The story ran on Saturday, when much of the country was fixated on England’s first game in the World Cup. The story ran on the first left-hand page of The Guardian’s main section, a notorious “graveyard” slot in any paper where stories can be missed. Perhaps you missed it. It certainly received no follow-up in the mainstream media.
But here is what the Conservative minister Damian Green had been recorded telling a Tory Reform Group conference a few days earlier:
“We all know that there are people and groups in this country who have become completely disengaged with the Conservative party – we do appallingly among any ethnic minority group…
“If ethnic minority groups had voted Conservative on the same scale that white Anglo-Saxons had, then we would have had a majority of 60 or 70. It makes a huge difference, so we have got to do much better amongst those groups,” Green said.
This was good advice. But if you had picked up yesterday’s Mail on Sunday you will have been greeted by this front page headline: “Cameron tells UK Muslims: be more British”. It does not look as though the police minister’s warnings have been taken very seriously, yet.
This lunging after something called “British values”, supported only by the repetition of the vaguest and most generalised, non nation specific characteristics, looks like the latest desperate ploy to win back Ukip supporters. Dr Johnson declared over two centuries ago that “patriotism is the last refuge of a scoundrel”, and he has not been disproved yet. Most of these flimsy and unconvincing pro-British campaigns, such as the “I’m Backing Britain” one of 1968, end after a brief and utterly ineffectual period of time.
But it is the political idiocy of this empty “British values” talk that is most striking. As Green explained in his comments to the TRG, the Conservatives should be trying to build a bigger coalition of support by sending a more inclusive message to the country. Implying that Muslims and, by extension, other minority groups living here might be insufficiently British has the opposite effect. It labels people as “other”. It turns them into what psychologists call an “out group”. It declares: “You are not like us.” As canvassing strategies go you have to admit this is a novel approach.

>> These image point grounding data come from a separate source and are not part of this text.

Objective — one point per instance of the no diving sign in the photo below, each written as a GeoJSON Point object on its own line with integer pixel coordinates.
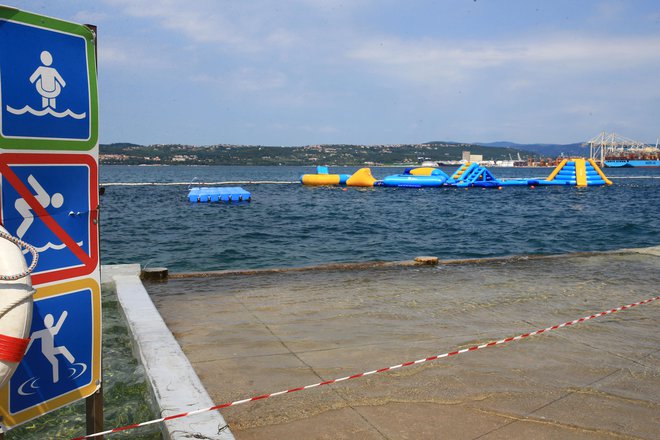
{"type": "Point", "coordinates": [48, 97]}
{"type": "Point", "coordinates": [51, 202]}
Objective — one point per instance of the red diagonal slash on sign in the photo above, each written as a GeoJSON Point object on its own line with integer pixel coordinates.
{"type": "Point", "coordinates": [89, 261]}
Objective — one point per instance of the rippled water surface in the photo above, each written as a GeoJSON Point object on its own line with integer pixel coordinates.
{"type": "Point", "coordinates": [289, 225]}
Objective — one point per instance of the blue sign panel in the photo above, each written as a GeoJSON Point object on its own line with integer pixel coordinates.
{"type": "Point", "coordinates": [60, 356]}
{"type": "Point", "coordinates": [44, 83]}
{"type": "Point", "coordinates": [52, 205]}
{"type": "Point", "coordinates": [64, 193]}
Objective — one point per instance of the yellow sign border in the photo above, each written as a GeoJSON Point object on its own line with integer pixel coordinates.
{"type": "Point", "coordinates": [12, 420]}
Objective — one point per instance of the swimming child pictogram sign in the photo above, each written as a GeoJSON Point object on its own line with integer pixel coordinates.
{"type": "Point", "coordinates": [47, 87]}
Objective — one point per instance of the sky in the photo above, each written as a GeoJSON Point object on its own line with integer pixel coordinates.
{"type": "Point", "coordinates": [305, 72]}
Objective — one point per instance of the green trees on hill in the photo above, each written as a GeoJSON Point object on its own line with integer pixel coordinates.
{"type": "Point", "coordinates": [348, 155]}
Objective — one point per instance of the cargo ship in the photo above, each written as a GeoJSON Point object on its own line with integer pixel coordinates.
{"type": "Point", "coordinates": [620, 163]}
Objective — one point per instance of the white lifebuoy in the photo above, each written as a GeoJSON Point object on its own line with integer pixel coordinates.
{"type": "Point", "coordinates": [15, 306]}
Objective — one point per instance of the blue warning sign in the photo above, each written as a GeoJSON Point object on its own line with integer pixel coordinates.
{"type": "Point", "coordinates": [62, 363]}
{"type": "Point", "coordinates": [45, 84]}
{"type": "Point", "coordinates": [50, 201]}
{"type": "Point", "coordinates": [59, 356]}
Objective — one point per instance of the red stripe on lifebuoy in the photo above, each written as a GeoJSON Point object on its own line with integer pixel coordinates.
{"type": "Point", "coordinates": [12, 349]}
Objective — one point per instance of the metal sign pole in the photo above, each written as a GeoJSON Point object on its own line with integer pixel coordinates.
{"type": "Point", "coordinates": [94, 403]}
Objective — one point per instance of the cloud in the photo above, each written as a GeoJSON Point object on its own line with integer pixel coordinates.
{"type": "Point", "coordinates": [430, 61]}
{"type": "Point", "coordinates": [90, 17]}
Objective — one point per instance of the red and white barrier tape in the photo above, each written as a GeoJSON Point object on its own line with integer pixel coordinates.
{"type": "Point", "coordinates": [382, 370]}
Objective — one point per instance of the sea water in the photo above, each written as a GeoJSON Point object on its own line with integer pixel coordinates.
{"type": "Point", "coordinates": [291, 225]}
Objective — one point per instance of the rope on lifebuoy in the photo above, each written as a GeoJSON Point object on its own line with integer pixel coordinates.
{"type": "Point", "coordinates": [21, 244]}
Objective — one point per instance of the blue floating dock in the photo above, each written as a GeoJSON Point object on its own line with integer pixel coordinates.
{"type": "Point", "coordinates": [214, 195]}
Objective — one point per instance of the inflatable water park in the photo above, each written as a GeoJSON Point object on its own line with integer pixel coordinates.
{"type": "Point", "coordinates": [577, 172]}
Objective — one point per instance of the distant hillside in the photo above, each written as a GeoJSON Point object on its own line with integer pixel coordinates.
{"type": "Point", "coordinates": [348, 155]}
{"type": "Point", "coordinates": [545, 150]}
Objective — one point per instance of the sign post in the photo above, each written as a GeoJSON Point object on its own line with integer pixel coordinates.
{"type": "Point", "coordinates": [49, 198]}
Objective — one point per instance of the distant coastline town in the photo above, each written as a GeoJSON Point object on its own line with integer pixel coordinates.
{"type": "Point", "coordinates": [449, 153]}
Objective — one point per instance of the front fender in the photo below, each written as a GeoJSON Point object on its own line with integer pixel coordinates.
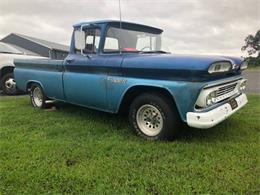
{"type": "Point", "coordinates": [183, 93]}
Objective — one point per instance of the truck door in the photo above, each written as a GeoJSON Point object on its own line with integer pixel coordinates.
{"type": "Point", "coordinates": [85, 76]}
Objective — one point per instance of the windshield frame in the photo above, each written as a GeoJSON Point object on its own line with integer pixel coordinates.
{"type": "Point", "coordinates": [10, 49]}
{"type": "Point", "coordinates": [135, 28]}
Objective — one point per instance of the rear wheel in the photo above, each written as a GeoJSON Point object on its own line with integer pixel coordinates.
{"type": "Point", "coordinates": [8, 84]}
{"type": "Point", "coordinates": [37, 96]}
{"type": "Point", "coordinates": [154, 117]}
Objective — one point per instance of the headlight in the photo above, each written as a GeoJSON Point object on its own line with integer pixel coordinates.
{"type": "Point", "coordinates": [211, 98]}
{"type": "Point", "coordinates": [219, 67]}
{"type": "Point", "coordinates": [242, 86]}
{"type": "Point", "coordinates": [244, 65]}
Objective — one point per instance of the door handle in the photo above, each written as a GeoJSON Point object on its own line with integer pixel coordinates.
{"type": "Point", "coordinates": [70, 60]}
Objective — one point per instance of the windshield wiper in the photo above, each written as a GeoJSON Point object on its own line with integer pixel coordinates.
{"type": "Point", "coordinates": [154, 51]}
{"type": "Point", "coordinates": [8, 52]}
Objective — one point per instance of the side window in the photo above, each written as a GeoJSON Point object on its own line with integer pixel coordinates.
{"type": "Point", "coordinates": [145, 43]}
{"type": "Point", "coordinates": [111, 45]}
{"type": "Point", "coordinates": [92, 40]}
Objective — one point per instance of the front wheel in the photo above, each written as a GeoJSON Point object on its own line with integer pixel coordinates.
{"type": "Point", "coordinates": [154, 117]}
{"type": "Point", "coordinates": [37, 96]}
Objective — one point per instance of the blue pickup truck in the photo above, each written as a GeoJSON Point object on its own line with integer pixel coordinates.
{"type": "Point", "coordinates": [120, 67]}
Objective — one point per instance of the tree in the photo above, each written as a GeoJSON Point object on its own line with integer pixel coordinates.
{"type": "Point", "coordinates": [252, 44]}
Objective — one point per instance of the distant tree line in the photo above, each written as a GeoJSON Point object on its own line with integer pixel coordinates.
{"type": "Point", "coordinates": [252, 46]}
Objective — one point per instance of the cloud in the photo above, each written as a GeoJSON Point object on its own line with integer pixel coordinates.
{"type": "Point", "coordinates": [190, 26]}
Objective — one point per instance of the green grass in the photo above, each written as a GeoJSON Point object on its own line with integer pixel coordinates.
{"type": "Point", "coordinates": [76, 150]}
{"type": "Point", "coordinates": [253, 68]}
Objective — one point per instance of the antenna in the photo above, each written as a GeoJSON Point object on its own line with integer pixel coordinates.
{"type": "Point", "coordinates": [120, 23]}
{"type": "Point", "coordinates": [120, 17]}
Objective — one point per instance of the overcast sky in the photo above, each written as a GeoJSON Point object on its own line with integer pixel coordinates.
{"type": "Point", "coordinates": [190, 26]}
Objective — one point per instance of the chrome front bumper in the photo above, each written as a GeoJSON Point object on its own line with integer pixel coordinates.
{"type": "Point", "coordinates": [204, 120]}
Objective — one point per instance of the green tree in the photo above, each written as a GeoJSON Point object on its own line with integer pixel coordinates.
{"type": "Point", "coordinates": [252, 46]}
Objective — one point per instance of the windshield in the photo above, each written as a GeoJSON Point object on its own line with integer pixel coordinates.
{"type": "Point", "coordinates": [131, 41]}
{"type": "Point", "coordinates": [4, 48]}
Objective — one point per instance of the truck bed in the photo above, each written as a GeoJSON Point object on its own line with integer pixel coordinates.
{"type": "Point", "coordinates": [45, 71]}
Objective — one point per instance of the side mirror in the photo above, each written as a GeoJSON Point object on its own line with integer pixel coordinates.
{"type": "Point", "coordinates": [80, 42]}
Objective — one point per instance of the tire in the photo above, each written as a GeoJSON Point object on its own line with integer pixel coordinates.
{"type": "Point", "coordinates": [8, 84]}
{"type": "Point", "coordinates": [38, 99]}
{"type": "Point", "coordinates": [154, 117]}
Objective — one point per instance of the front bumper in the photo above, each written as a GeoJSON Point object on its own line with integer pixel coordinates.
{"type": "Point", "coordinates": [204, 120]}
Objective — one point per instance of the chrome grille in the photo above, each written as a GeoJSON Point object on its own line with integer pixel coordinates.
{"type": "Point", "coordinates": [226, 89]}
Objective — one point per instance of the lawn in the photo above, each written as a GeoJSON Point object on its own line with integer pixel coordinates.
{"type": "Point", "coordinates": [76, 150]}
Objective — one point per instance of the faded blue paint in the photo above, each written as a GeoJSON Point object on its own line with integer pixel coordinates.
{"type": "Point", "coordinates": [101, 80]}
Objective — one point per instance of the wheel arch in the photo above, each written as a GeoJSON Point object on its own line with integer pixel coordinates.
{"type": "Point", "coordinates": [30, 83]}
{"type": "Point", "coordinates": [6, 69]}
{"type": "Point", "coordinates": [136, 90]}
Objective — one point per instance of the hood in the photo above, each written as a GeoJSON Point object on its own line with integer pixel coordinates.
{"type": "Point", "coordinates": [174, 61]}
{"type": "Point", "coordinates": [194, 67]}
{"type": "Point", "coordinates": [7, 59]}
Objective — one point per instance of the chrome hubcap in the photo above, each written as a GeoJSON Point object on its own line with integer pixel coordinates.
{"type": "Point", "coordinates": [149, 120]}
{"type": "Point", "coordinates": [10, 84]}
{"type": "Point", "coordinates": [37, 96]}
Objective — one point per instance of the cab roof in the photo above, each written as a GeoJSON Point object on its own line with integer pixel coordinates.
{"type": "Point", "coordinates": [124, 24]}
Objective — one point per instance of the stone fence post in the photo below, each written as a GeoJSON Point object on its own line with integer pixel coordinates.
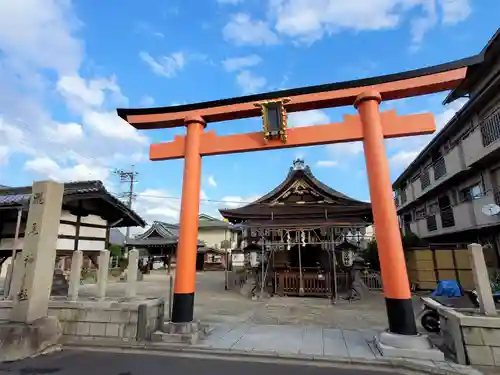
{"type": "Point", "coordinates": [102, 273]}
{"type": "Point", "coordinates": [75, 275]}
{"type": "Point", "coordinates": [132, 269]}
{"type": "Point", "coordinates": [482, 280]}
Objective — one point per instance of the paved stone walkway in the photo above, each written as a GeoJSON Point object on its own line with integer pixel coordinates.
{"type": "Point", "coordinates": [310, 342]}
{"type": "Point", "coordinates": [213, 304]}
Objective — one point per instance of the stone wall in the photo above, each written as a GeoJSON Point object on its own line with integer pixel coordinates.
{"type": "Point", "coordinates": [482, 341]}
{"type": "Point", "coordinates": [472, 339]}
{"type": "Point", "coordinates": [103, 320]}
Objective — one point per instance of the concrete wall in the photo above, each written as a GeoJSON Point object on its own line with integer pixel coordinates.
{"type": "Point", "coordinates": [94, 320]}
{"type": "Point", "coordinates": [473, 339]}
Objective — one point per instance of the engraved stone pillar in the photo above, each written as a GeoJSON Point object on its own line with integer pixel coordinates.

This seems to be another part of Lynton Crosby’s core vote strategy. I have discussed here before how harmful this approach might be for the Tories’ long term prospects. While the Newark bylection was a good result for the Conservatives it was also an exception. In national voting intention polls there is little sign of Tory support rising thanks to the return of returning Ukippers.
So here is the paradox in British politics at the moment: we have an outwardly confident Conservative party making great claims about economic recovery and likely electoral success, while at private gatherings and behind closed doors wiser figures betray their nervousness. And a Labour party which, favoured by a series of politically convenient events – the lack of boundary reform, the implosion of the LibDems, party unity, and the failure of economic growth to be felt by the public – ought to be quietly confident about its chances of becoming (at least) the largest party after the next election, but which is in fact a bit depressed, nervous, and beating itself up over unfortunate or botched photo-ops.
It is almost as if the silly season has broken out a couple of months early. The truth is, I fear, that the next 11 months will turn out to be one long extended silly season as far as politics is concerned. I put it down to our great British sense of humour.